Wednesday, May 25, 2016

The Tragically Hip - Gord Downie

20 years ago when I was in my early-teens I took a trip across the country by myself. Looking back it doesn't seem like much - I flew from Winnipeg to Edmonton via Saskatoon, a 3-4 hour journey with layovers, but at the time it was a huge step towards independence for me. I was going to Edmonton to spend a month with my cousins during the summer. In truth, I was dropped off at one gate, shepherded by a flight attendant who was there to help underage passengers flying alone, and picked up by family on the other end. But for a kid who had never flown before, to do so alone when he was perfectly happy wiling away the hours on a computer screen in the basement, it felt like a huge, scary undertaking.

It was freedom, and it changed my life, though it took me another five years to realize it.

The flight was uneventful. Scary, thrilling, strange in the way that is common to airplanes and amusement rides. Funny how I became a fan of the former, and you couldn't pay me enough money to tolerate the latter. I wasn't the only unaccompanied minor on the plane, there was another kid seated with me as well who was a couple of years younger and it was his first flight too.

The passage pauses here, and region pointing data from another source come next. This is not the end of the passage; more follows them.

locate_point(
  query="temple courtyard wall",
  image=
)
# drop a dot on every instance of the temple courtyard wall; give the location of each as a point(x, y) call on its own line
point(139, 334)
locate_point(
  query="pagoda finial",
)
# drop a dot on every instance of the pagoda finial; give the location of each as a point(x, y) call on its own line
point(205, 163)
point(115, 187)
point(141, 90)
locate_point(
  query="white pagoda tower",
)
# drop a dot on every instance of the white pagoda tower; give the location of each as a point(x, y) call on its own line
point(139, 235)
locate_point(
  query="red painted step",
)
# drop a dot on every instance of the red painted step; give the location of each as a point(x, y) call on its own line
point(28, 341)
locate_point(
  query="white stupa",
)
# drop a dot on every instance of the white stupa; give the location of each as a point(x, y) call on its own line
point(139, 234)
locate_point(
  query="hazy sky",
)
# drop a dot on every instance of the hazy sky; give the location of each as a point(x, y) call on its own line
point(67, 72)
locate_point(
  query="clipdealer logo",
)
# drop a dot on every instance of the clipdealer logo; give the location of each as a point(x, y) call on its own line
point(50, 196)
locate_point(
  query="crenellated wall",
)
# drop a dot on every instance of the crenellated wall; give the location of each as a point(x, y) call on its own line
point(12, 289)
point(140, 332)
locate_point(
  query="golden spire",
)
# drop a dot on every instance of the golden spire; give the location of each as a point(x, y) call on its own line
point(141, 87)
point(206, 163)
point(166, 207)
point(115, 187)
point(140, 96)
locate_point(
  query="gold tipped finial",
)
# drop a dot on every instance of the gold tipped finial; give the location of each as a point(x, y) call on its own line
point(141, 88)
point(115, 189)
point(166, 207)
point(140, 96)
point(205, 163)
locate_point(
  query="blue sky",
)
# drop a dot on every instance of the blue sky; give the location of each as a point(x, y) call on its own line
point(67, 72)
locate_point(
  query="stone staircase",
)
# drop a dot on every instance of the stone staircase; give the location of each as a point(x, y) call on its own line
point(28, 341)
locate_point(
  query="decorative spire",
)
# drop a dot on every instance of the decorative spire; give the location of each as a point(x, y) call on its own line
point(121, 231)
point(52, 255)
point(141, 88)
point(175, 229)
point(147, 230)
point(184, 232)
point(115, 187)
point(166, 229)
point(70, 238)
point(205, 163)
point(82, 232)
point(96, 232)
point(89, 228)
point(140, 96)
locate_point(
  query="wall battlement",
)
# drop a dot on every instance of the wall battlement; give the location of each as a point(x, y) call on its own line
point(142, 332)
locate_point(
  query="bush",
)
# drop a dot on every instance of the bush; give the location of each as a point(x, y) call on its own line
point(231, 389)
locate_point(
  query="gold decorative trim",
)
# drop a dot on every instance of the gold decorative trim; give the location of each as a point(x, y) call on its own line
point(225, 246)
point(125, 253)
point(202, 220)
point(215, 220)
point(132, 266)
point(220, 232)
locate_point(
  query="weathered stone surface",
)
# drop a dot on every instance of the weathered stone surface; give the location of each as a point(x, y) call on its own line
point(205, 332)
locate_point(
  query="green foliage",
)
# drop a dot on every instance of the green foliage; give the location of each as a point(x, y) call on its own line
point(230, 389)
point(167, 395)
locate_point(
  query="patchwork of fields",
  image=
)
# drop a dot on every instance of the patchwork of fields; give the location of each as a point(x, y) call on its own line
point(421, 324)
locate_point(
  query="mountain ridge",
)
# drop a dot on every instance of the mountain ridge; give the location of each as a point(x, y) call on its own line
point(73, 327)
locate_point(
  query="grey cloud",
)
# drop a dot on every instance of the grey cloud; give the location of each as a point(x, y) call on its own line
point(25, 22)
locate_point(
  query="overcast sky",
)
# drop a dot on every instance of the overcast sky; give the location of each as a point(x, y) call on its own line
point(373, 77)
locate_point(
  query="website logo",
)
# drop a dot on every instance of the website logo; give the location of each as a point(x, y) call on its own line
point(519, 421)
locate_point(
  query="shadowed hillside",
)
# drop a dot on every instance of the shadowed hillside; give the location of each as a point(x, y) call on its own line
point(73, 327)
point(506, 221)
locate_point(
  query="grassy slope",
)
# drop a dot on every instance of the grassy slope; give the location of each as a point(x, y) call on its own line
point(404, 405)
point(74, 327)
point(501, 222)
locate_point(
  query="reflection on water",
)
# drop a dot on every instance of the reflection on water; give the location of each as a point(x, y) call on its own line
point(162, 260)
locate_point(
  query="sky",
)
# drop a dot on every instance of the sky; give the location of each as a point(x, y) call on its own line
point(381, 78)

I guess I was visibly nervous, I was a shy kid to start with - not much for talking - and I expect I was probably white as a sheet, staring out the window at the tarmac as the rest of the plane boarded. As the plane began making its way to the takeoff strip, shuddering, pinging, whirring - all things unfamiliar to a novice traveler - a passenger in the row ahead of me turned to talk to us. I don't recall what he asked us, but I told him my name and that it was my first time flying, and we talked briefly in the way that strangers do while the plane was getting ready for takeoff.

As I said, the flight was uneventful for anyone who knew what to expect. Once we were in the air and on our way to Saskatoon, the nice guy in the row ahead of us asked us if we could give him a hand. He and his buddy were doing a crossword puzzle from the morning paper. I can't say that either of them were terribly adept at it, but I was a kid. I don't think I helped worth beans, but it was fun. My fellow underage passenger wasn't interested, but I remember poking my head over the top of the guy's seat and spent the better part of an hour working the puzzle with the two of them.

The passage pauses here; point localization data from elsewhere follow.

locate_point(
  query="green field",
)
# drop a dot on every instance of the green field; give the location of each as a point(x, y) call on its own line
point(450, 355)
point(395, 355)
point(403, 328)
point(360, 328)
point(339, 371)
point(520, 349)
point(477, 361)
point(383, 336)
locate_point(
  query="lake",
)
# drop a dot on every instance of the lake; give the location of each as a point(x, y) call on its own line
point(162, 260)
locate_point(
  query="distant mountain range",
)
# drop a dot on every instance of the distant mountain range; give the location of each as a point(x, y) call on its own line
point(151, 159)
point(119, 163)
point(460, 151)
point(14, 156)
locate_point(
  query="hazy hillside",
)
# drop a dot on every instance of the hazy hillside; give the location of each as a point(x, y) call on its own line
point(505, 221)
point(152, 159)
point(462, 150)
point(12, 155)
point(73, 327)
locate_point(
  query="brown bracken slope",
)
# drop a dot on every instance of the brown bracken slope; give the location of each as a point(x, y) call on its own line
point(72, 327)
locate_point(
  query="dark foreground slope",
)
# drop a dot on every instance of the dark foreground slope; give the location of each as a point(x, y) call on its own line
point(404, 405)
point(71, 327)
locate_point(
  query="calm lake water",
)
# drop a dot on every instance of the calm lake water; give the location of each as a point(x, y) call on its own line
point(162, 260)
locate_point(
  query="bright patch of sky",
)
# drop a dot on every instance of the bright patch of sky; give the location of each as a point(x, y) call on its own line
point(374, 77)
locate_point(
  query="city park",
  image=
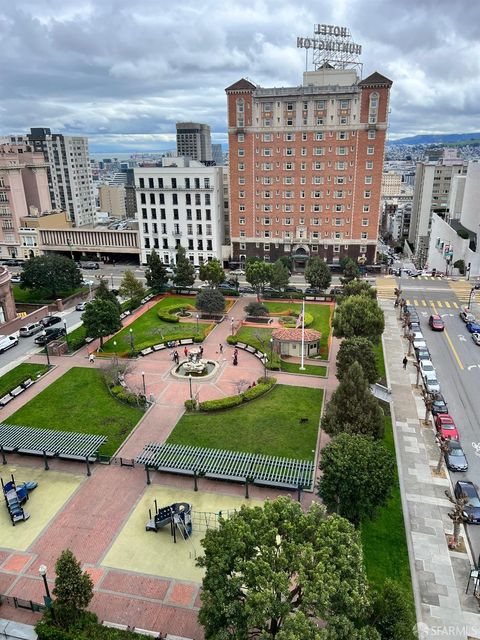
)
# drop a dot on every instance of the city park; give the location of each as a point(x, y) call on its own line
point(183, 418)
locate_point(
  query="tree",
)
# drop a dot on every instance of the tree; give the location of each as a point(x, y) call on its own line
point(358, 288)
point(155, 274)
point(101, 318)
point(353, 408)
point(271, 571)
point(184, 270)
point(210, 301)
point(280, 275)
point(358, 476)
point(358, 316)
point(317, 274)
point(357, 350)
point(131, 288)
point(350, 271)
point(73, 588)
point(258, 274)
point(393, 615)
point(212, 272)
point(53, 273)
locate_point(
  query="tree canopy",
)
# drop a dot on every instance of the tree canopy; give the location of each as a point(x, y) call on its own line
point(358, 316)
point(318, 274)
point(358, 476)
point(357, 349)
point(353, 408)
point(155, 274)
point(212, 272)
point(54, 274)
point(184, 269)
point(101, 318)
point(271, 571)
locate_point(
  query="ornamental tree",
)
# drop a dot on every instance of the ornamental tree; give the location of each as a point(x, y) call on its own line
point(273, 571)
point(358, 316)
point(53, 273)
point(155, 274)
point(318, 274)
point(357, 349)
point(353, 408)
point(358, 476)
point(212, 272)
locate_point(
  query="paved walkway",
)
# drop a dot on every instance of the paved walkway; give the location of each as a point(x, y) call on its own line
point(439, 575)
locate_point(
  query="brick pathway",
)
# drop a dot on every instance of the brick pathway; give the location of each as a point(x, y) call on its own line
point(90, 521)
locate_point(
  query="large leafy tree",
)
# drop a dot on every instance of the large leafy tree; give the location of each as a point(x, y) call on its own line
point(210, 301)
point(131, 288)
point(358, 316)
point(272, 571)
point(212, 272)
point(280, 275)
point(101, 318)
point(155, 274)
point(53, 273)
point(359, 350)
point(184, 269)
point(258, 274)
point(353, 408)
point(73, 589)
point(358, 476)
point(317, 273)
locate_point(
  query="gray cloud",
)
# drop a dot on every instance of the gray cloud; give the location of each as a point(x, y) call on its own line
point(123, 73)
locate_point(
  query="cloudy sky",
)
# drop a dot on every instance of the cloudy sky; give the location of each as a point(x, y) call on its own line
point(123, 72)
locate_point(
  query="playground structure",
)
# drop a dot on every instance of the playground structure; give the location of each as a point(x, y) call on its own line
point(16, 496)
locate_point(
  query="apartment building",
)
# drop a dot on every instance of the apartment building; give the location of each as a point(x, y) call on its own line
point(306, 166)
point(69, 173)
point(180, 203)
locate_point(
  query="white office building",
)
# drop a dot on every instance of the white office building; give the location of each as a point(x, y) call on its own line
point(180, 203)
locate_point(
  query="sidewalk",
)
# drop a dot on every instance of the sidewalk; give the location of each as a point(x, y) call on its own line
point(439, 575)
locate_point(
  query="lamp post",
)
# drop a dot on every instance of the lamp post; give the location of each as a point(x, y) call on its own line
point(42, 570)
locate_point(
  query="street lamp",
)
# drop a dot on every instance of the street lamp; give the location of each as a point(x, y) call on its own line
point(42, 570)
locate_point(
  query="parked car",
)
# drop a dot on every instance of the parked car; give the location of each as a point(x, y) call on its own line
point(47, 321)
point(439, 405)
point(7, 342)
point(30, 329)
point(472, 508)
point(455, 458)
point(473, 327)
point(467, 316)
point(50, 334)
point(436, 323)
point(445, 426)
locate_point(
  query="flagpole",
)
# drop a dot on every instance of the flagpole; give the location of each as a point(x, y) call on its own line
point(302, 364)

Before I knew it, we were descending into Saskatoon. At the gate, the two guys said goodbye and left with some other friends of theirs who were also on the flight, while I stayed aboard for the next leg of the journey to Edmonton.

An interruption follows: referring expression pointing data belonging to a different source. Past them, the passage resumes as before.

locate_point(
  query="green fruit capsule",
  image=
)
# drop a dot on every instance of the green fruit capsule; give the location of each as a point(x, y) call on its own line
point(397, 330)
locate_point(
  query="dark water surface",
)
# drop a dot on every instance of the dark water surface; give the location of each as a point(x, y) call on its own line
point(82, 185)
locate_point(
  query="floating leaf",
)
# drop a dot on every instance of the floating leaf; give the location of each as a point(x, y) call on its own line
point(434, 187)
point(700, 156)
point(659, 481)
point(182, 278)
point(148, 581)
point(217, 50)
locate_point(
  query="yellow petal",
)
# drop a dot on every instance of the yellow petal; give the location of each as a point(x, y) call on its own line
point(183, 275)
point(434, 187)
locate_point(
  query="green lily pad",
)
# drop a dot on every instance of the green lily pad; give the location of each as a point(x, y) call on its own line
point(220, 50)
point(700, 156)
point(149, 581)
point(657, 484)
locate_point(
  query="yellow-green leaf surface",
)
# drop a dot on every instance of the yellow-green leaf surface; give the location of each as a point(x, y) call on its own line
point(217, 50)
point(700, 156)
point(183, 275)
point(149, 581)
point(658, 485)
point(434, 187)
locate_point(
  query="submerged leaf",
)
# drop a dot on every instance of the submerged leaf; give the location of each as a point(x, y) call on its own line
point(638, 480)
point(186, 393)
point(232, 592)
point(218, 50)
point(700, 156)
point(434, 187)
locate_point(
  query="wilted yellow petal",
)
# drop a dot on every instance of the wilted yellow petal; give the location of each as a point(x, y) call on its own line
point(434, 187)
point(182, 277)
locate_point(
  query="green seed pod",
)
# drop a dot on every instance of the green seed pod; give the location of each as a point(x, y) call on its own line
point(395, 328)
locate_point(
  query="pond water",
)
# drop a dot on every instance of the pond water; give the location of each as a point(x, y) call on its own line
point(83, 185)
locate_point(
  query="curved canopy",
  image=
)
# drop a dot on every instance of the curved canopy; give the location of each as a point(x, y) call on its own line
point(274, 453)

After everyone who was getting off had done so, the flight attendant came back to check on us before more passengers got on. I gather she was a fan - she came over and asked us "Do you know who that was? That was the Tragically Hip!".

I was a kid, I didn't have any bloody idea who the Tragically Hip were. I had heard the name before, but I couldn't have named a single song they played. I was more amazed at my uncle's exclamation when I related the story to him that evening. He knew who The Hip were.

Fast-forward five years, I am 17 years old, just about to turn 18, sitting in my dorm room in Waterloo, Ontario - 2,000km from my home and family. I had just embarked upon the biggest, most exciting, most frightening journey of independence in my life since that flight to Edmonton... and I was feeling it pretty badly. That night, and more than a few nights after I would put on my headphones and turn on my favorite playlist, comforted by the familiar strains of songs I had listened to a thousand times before. Songs that spoke to me in some way, songs that sounded like home. I would fall asleep listening to Great Big Sea and The Tragically Hip, whose album I would never have picked up had it not been for an enthusiastic flight attendant.

This post was prompted by the news that Gord Downie of The Tragically Hip has cancer, treatable but terminal. My father-in-law was killed by the disease less than a year ago, so I can relate to some of the experiences his family is going through today. So I wanted to post this, my own personal experience with them.

So for Ahead by a Century, Membership, Thompson Girl, My Music at Work, and most importantly... Courage, thank you.